Actually I was lying about Joincey being the common factor between these two releases, Kate Armitage appears on them both too, as a ‘thanks’ on ‘X’ but as a full blown member of Silver Dick where she is credited with guitar and vocals, as is Martin Greenwood, all of them blowing in to things and singing, the sounds being off kilter improv pop with a Joincey on drums, vocals and ‘other’.

Whether its improv or not is open to conjecture. Seeing them play in Leeds last week I kind of recognised some of the songs once I got the vinyl and listened to it from the comfort of my own Poang.

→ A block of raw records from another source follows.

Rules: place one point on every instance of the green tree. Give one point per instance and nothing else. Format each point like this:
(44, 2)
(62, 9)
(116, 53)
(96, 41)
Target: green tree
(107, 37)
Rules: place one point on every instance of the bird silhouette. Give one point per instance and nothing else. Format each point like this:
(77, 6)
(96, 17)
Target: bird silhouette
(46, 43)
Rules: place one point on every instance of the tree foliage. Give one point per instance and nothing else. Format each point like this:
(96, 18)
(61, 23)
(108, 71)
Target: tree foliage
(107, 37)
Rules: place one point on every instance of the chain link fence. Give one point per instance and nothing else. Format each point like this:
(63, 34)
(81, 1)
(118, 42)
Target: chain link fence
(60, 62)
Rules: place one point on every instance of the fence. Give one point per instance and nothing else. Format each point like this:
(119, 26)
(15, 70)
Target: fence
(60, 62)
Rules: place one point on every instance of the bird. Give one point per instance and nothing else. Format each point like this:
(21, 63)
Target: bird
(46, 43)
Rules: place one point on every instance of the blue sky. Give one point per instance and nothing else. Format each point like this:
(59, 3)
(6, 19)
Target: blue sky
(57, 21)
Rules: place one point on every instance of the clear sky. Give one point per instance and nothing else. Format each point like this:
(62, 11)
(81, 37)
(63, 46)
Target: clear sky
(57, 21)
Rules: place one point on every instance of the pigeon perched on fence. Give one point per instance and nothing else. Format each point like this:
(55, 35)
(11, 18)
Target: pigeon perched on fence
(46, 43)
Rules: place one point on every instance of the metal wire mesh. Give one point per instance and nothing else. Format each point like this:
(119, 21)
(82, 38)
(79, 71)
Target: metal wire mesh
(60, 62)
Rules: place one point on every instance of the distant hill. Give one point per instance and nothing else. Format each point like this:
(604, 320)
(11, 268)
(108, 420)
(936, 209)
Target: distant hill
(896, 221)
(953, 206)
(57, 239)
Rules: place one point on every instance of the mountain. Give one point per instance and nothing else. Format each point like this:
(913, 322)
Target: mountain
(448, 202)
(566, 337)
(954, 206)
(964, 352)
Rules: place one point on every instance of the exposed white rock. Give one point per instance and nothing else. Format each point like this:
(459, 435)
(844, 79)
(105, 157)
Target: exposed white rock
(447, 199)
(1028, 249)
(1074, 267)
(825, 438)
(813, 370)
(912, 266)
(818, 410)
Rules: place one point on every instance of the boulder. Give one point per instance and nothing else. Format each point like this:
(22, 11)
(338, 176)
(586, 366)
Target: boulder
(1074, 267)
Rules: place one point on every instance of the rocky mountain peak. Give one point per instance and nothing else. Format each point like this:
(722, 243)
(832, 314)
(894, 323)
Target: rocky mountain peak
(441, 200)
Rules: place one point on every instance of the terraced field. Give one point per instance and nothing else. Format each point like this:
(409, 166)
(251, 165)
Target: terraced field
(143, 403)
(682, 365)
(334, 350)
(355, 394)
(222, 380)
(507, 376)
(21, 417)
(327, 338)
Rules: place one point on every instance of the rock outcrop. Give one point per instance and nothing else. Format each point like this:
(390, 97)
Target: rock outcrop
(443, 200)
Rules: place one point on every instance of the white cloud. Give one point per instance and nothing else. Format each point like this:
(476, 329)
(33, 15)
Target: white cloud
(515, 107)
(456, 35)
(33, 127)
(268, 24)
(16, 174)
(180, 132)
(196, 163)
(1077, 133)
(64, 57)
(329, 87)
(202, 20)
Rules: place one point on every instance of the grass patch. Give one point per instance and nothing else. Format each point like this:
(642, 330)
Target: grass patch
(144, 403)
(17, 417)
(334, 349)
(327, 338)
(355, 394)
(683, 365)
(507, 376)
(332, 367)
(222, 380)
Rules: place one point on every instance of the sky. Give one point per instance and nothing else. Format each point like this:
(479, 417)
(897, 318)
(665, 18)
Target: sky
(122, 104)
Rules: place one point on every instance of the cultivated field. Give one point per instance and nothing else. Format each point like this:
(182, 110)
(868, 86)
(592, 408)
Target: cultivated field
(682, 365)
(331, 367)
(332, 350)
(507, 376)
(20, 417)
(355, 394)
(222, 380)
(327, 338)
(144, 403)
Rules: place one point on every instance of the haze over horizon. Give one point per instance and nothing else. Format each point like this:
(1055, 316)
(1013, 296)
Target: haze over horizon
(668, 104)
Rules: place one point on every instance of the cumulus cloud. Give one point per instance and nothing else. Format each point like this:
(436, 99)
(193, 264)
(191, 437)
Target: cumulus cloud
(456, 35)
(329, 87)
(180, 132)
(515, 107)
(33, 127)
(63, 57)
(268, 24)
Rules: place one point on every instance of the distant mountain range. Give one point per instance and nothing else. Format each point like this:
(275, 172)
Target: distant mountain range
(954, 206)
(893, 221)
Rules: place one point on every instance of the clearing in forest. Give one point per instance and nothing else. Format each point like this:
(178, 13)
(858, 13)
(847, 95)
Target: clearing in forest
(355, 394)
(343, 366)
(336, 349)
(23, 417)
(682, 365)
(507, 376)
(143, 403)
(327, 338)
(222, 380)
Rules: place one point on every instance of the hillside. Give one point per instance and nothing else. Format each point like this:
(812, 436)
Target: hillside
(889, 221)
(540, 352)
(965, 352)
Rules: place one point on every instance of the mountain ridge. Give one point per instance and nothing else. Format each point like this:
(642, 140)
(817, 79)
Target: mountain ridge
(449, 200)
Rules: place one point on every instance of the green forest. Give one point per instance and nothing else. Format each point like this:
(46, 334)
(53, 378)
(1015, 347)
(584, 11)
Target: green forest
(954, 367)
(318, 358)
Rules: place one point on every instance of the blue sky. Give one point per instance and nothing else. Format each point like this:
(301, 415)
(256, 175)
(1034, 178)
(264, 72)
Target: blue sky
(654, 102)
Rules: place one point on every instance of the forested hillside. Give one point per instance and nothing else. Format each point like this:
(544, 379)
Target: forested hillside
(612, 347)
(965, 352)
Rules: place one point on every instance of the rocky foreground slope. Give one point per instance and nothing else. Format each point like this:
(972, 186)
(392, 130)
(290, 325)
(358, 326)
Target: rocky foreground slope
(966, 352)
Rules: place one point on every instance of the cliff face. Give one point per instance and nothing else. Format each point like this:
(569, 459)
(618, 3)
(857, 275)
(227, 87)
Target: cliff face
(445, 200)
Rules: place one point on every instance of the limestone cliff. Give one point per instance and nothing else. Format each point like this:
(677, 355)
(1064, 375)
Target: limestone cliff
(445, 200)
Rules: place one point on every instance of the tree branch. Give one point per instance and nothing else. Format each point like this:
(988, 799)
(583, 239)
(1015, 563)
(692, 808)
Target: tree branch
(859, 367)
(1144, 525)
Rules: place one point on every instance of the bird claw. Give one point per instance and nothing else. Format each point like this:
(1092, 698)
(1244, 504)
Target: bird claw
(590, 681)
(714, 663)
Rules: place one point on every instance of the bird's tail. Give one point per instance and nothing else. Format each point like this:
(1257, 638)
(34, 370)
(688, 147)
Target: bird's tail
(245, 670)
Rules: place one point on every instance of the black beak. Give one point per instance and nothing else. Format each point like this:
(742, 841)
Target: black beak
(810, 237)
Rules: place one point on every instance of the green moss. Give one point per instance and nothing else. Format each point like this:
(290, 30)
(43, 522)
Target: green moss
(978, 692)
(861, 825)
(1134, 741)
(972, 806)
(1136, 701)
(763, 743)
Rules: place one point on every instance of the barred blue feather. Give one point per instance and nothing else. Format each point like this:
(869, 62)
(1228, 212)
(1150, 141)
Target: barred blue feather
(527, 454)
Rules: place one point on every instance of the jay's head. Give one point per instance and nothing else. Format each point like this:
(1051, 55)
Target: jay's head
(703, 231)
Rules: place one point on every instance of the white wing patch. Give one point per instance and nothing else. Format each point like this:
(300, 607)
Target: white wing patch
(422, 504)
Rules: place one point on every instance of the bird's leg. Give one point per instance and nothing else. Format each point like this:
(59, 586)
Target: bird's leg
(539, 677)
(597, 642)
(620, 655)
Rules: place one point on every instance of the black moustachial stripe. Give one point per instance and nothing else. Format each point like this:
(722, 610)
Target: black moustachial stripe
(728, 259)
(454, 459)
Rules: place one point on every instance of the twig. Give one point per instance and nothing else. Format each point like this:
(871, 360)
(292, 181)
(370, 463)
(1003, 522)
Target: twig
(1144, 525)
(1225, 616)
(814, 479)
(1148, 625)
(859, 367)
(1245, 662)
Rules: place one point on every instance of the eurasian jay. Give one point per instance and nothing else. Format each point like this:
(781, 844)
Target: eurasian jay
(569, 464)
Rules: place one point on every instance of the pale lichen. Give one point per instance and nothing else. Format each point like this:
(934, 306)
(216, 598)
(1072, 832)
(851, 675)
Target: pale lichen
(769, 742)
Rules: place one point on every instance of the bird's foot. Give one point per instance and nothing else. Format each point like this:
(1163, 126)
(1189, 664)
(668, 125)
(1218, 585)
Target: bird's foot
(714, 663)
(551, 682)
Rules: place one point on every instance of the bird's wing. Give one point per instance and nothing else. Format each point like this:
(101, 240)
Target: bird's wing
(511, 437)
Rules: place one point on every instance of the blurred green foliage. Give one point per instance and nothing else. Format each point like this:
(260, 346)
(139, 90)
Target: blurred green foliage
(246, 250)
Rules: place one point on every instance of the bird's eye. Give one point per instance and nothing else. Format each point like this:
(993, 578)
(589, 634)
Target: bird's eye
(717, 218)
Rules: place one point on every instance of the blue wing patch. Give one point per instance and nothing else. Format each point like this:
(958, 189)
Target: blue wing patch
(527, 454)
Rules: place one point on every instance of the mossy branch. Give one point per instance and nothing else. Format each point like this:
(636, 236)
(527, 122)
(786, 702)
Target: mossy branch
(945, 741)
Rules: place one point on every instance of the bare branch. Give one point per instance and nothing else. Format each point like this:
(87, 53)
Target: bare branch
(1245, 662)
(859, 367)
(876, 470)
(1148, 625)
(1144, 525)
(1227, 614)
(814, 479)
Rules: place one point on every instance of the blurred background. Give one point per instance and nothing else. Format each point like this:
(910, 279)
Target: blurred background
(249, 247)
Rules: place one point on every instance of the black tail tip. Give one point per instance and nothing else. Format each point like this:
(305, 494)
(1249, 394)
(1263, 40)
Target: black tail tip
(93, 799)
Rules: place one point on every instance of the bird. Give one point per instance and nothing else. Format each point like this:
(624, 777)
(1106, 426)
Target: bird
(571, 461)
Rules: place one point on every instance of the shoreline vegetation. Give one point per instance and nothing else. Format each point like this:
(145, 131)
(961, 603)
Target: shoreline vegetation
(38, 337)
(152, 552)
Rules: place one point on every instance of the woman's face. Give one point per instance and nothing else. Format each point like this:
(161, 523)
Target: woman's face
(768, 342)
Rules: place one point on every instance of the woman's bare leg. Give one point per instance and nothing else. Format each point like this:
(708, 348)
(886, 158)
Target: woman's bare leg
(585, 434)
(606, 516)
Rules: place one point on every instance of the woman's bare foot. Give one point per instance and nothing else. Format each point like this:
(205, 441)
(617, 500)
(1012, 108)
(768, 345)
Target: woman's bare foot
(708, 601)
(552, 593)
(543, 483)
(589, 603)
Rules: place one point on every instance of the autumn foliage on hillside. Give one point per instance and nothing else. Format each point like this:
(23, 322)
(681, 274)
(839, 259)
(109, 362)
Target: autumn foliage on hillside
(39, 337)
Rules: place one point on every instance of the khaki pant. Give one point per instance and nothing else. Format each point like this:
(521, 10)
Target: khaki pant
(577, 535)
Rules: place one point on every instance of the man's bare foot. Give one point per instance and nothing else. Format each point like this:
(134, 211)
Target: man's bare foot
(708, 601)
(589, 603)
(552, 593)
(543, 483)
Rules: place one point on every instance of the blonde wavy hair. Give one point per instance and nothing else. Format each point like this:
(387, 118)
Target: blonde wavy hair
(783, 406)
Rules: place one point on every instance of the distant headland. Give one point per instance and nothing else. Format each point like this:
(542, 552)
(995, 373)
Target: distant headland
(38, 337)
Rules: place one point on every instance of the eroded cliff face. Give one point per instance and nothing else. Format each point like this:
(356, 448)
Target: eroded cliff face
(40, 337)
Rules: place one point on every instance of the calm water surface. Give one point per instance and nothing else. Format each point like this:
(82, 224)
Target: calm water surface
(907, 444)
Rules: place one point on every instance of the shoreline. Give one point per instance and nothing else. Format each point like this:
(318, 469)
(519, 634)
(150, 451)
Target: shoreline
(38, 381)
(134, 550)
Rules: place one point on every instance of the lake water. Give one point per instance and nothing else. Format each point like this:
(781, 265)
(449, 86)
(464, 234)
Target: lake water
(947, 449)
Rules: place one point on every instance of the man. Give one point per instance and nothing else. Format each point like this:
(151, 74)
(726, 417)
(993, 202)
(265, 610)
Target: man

But the road to Improv heaven is not a primrose lined path strewn with scented petals, its more of a weed sprouting stretch of freshly laid thin Gypsy tarmac upon which you try your best to keep a hold of your senses. Improv is not for the feint of heart and can lead to fist fights in the gutters of Leeds city centre. Some people find that anything that wanders beyond the remit of Radio 2/Classic FM to be improv in that it all sounds like people making it up as they go along anyway. Its a tricky subject, where does improv end and structure begin? I’ll ask John Zorn the next time I see him in Tescos.

The eponymously titled Silver Dick has six tracks the longest being the opener ‘Reps’ that stretches all the way to 13 minutes and pretty much encapsulates all that is good about Silver Dick; mumbled vocals from Armitage [think someone singing after eating glue and being asleep for two weeks], battered rim shots, scraggly guitar, stretches of not much happening and wild racket. The see-sawing guitars of ‘Roman’ are head swimmingly swoony while second longest track ‘A Horse With No Opinion’ ventures the nearest to song structure with a recognisable slowed down naked strummed guitar chord progression and singing that emerges as if from the depths of a coal cellar. ‘Caul’ sees Armitage singing as if a small child trying to memorise a nursery rhyme by repeating it over and over again all this to a background of blown pipes and spidery notes plucked from high on the guitar neck. As a trio they fit perfectly with the wonk and bend somehow suggesting form before tearing it up and shoving it into toot filled rooms full of scrabble and dink.

Byron Coley calls it the ‘new, new thing’ which is good enough for me.